J’avais bien aimé ce film, mais étrangement il ne m’en reste que peu de souvenirs.
En revanche, le second film de Alfredson m’a bien plus marqué. La Taupe est vraiment un chef d’œuvre du film d’espionnage

Kyle Reese
12/09/2021 à 13:22

Découvert bien après sa sortie. Une claque, un chef-d’œuvre, ou comment dépoussiérer tout en finesse et poésie l'un des tous premiers mythes fantastique que le cinéma a connu. Ce film est une vraie pépite avec une ambiance unique. Jamais le mythe du vampirisme a été rendu aussi crédible dans une période contemporaine. Je n'ai jamais pu regarder plus de 5 mins son remake US qui pourtant est parait-il réussi et très fidèle.

Gugusse 0
12/09/2021 à 12:17

Une superbe poésie macabre se dégage de ce film. Et la neige va si bien avec le rouge sang
Chef d'oeuvre pour moi.

Ray Peterson
12/09/2021 à 11:12

L'une des pus belles variations sur le mythe du vampire. Un portrait tout en nuance sur la période de l'adolescence et la peur de devenir adulte.

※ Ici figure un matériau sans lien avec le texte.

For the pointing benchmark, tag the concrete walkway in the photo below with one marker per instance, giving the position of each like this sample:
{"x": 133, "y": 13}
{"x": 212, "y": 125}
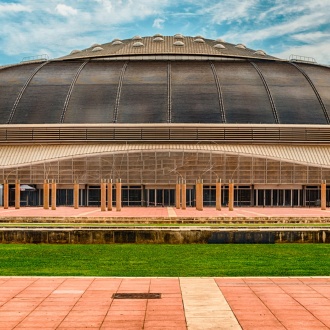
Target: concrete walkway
{"x": 185, "y": 303}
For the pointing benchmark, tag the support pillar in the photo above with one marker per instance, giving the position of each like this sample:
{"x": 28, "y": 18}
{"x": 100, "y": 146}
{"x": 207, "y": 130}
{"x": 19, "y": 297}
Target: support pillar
{"x": 118, "y": 195}
{"x": 199, "y": 195}
{"x": 218, "y": 195}
{"x": 183, "y": 195}
{"x": 177, "y": 195}
{"x": 46, "y": 195}
{"x": 231, "y": 196}
{"x": 109, "y": 195}
{"x": 76, "y": 195}
{"x": 103, "y": 195}
{"x": 54, "y": 195}
{"x": 5, "y": 195}
{"x": 17, "y": 194}
{"x": 323, "y": 195}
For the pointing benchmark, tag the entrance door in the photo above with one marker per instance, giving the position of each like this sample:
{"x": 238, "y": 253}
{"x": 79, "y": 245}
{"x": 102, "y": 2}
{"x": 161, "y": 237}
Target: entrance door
{"x": 160, "y": 197}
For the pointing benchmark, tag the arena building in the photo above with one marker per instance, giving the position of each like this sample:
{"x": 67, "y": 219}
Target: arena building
{"x": 155, "y": 112}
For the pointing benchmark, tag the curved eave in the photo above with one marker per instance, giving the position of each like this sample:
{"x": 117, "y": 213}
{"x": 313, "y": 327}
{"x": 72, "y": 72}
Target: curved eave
{"x": 169, "y": 56}
{"x": 18, "y": 156}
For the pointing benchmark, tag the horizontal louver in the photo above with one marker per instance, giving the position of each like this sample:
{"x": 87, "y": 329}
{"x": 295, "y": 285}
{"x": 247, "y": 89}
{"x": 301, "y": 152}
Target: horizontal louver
{"x": 30, "y": 134}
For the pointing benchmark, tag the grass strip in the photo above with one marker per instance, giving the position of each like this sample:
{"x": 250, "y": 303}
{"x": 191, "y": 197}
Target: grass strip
{"x": 165, "y": 260}
{"x": 222, "y": 225}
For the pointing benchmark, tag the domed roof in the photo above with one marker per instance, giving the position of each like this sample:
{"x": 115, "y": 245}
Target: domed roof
{"x": 161, "y": 45}
{"x": 175, "y": 80}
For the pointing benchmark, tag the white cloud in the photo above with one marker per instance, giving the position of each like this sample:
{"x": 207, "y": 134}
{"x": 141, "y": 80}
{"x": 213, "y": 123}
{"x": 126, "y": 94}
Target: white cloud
{"x": 158, "y": 23}
{"x": 230, "y": 10}
{"x": 13, "y": 8}
{"x": 65, "y": 10}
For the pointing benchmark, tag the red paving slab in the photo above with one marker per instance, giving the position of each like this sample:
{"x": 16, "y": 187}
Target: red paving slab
{"x": 87, "y": 303}
{"x": 164, "y": 212}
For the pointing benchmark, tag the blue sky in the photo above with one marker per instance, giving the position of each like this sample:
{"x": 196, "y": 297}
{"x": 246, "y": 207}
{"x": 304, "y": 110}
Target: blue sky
{"x": 55, "y": 27}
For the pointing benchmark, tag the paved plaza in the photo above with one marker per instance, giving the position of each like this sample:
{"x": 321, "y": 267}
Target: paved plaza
{"x": 185, "y": 303}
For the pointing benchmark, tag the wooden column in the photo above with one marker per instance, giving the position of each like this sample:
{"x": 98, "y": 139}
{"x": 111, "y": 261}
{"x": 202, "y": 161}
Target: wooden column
{"x": 76, "y": 195}
{"x": 118, "y": 195}
{"x": 199, "y": 195}
{"x": 177, "y": 195}
{"x": 218, "y": 195}
{"x": 110, "y": 195}
{"x": 183, "y": 195}
{"x": 17, "y": 194}
{"x": 103, "y": 195}
{"x": 323, "y": 195}
{"x": 231, "y": 196}
{"x": 54, "y": 195}
{"x": 5, "y": 195}
{"x": 46, "y": 195}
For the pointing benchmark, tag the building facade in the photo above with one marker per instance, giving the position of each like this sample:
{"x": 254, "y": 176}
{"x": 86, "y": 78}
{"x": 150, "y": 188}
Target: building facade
{"x": 151, "y": 112}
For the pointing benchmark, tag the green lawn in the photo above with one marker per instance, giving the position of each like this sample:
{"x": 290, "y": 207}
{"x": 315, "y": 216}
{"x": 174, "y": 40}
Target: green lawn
{"x": 165, "y": 260}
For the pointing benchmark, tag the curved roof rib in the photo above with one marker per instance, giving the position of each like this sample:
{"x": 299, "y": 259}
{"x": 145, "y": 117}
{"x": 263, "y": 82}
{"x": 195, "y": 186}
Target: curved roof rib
{"x": 314, "y": 89}
{"x": 19, "y": 96}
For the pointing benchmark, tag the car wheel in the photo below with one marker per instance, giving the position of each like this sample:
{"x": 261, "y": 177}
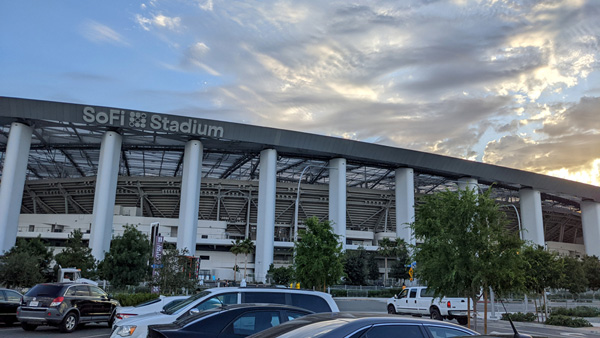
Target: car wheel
{"x": 69, "y": 323}
{"x": 435, "y": 314}
{"x": 28, "y": 327}
{"x": 462, "y": 320}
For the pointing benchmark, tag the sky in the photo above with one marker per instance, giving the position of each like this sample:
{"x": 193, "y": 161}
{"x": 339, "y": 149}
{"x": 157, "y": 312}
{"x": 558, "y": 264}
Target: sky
{"x": 514, "y": 83}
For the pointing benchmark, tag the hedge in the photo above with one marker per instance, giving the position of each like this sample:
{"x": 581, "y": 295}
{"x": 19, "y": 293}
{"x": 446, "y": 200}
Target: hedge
{"x": 519, "y": 317}
{"x": 579, "y": 311}
{"x": 561, "y": 320}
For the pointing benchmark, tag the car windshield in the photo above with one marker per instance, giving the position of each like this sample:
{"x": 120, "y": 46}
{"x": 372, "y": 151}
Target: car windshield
{"x": 154, "y": 301}
{"x": 177, "y": 308}
{"x": 44, "y": 290}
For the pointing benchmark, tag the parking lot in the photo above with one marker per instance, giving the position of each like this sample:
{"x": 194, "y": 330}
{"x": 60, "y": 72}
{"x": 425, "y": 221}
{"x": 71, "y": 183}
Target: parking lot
{"x": 344, "y": 304}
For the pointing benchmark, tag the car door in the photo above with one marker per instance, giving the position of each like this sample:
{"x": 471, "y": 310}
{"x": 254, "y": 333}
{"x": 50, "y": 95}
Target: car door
{"x": 251, "y": 322}
{"x": 78, "y": 296}
{"x": 102, "y": 305}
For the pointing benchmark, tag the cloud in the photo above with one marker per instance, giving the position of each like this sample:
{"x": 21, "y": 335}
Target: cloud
{"x": 97, "y": 32}
{"x": 158, "y": 21}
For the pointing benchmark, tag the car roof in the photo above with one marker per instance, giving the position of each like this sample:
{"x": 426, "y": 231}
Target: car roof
{"x": 240, "y": 307}
{"x": 356, "y": 319}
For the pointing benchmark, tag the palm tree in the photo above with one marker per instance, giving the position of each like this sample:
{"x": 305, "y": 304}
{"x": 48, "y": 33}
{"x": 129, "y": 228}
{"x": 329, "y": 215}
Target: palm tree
{"x": 387, "y": 248}
{"x": 247, "y": 248}
{"x": 236, "y": 249}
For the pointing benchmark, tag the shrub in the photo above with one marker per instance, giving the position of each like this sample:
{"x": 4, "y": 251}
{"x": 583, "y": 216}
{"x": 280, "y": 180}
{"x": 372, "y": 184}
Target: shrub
{"x": 579, "y": 311}
{"x": 519, "y": 317}
{"x": 384, "y": 293}
{"x": 128, "y": 299}
{"x": 561, "y": 320}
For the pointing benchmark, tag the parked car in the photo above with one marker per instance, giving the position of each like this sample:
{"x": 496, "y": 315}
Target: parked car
{"x": 152, "y": 306}
{"x": 311, "y": 300}
{"x": 239, "y": 320}
{"x": 9, "y": 302}
{"x": 65, "y": 305}
{"x": 420, "y": 301}
{"x": 353, "y": 324}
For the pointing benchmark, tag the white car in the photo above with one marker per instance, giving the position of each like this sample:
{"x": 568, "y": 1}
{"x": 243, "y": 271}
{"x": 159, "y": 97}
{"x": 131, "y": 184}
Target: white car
{"x": 311, "y": 300}
{"x": 152, "y": 306}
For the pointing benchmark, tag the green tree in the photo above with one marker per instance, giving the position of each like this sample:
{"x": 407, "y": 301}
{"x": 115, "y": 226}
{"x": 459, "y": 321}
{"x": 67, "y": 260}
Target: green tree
{"x": 20, "y": 269}
{"x": 36, "y": 247}
{"x": 591, "y": 267}
{"x": 236, "y": 249}
{"x": 355, "y": 266}
{"x": 542, "y": 269}
{"x": 318, "y": 255}
{"x": 247, "y": 248}
{"x": 399, "y": 269}
{"x": 176, "y": 273}
{"x": 77, "y": 255}
{"x": 281, "y": 275}
{"x": 465, "y": 245}
{"x": 127, "y": 261}
{"x": 373, "y": 267}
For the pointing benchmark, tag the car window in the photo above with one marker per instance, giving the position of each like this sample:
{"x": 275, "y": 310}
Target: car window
{"x": 426, "y": 293}
{"x": 404, "y": 331}
{"x": 44, "y": 290}
{"x": 252, "y": 322}
{"x": 172, "y": 303}
{"x": 263, "y": 297}
{"x": 295, "y": 314}
{"x": 153, "y": 301}
{"x": 12, "y": 296}
{"x": 179, "y": 307}
{"x": 97, "y": 292}
{"x": 310, "y": 302}
{"x": 216, "y": 301}
{"x": 81, "y": 291}
{"x": 445, "y": 332}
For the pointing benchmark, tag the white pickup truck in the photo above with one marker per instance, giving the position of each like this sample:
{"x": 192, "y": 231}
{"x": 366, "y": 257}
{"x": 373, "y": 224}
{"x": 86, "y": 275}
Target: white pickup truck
{"x": 419, "y": 301}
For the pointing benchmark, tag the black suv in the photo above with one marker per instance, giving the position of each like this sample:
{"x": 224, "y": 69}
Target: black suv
{"x": 65, "y": 305}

Je me demanderais toujours si "SPOILER" à la fin Oskar deviendra le serviteur de Eli comme l'a été précédemment Hakan, le père de substitution de cette dernière.

Sans transition, je pense fortement que Jacques Audiard s'est inspiré de ce film pour son "De rouille et d'os" notamment lors de la scène du lac gelé avec l'enfant tombant dans le trou.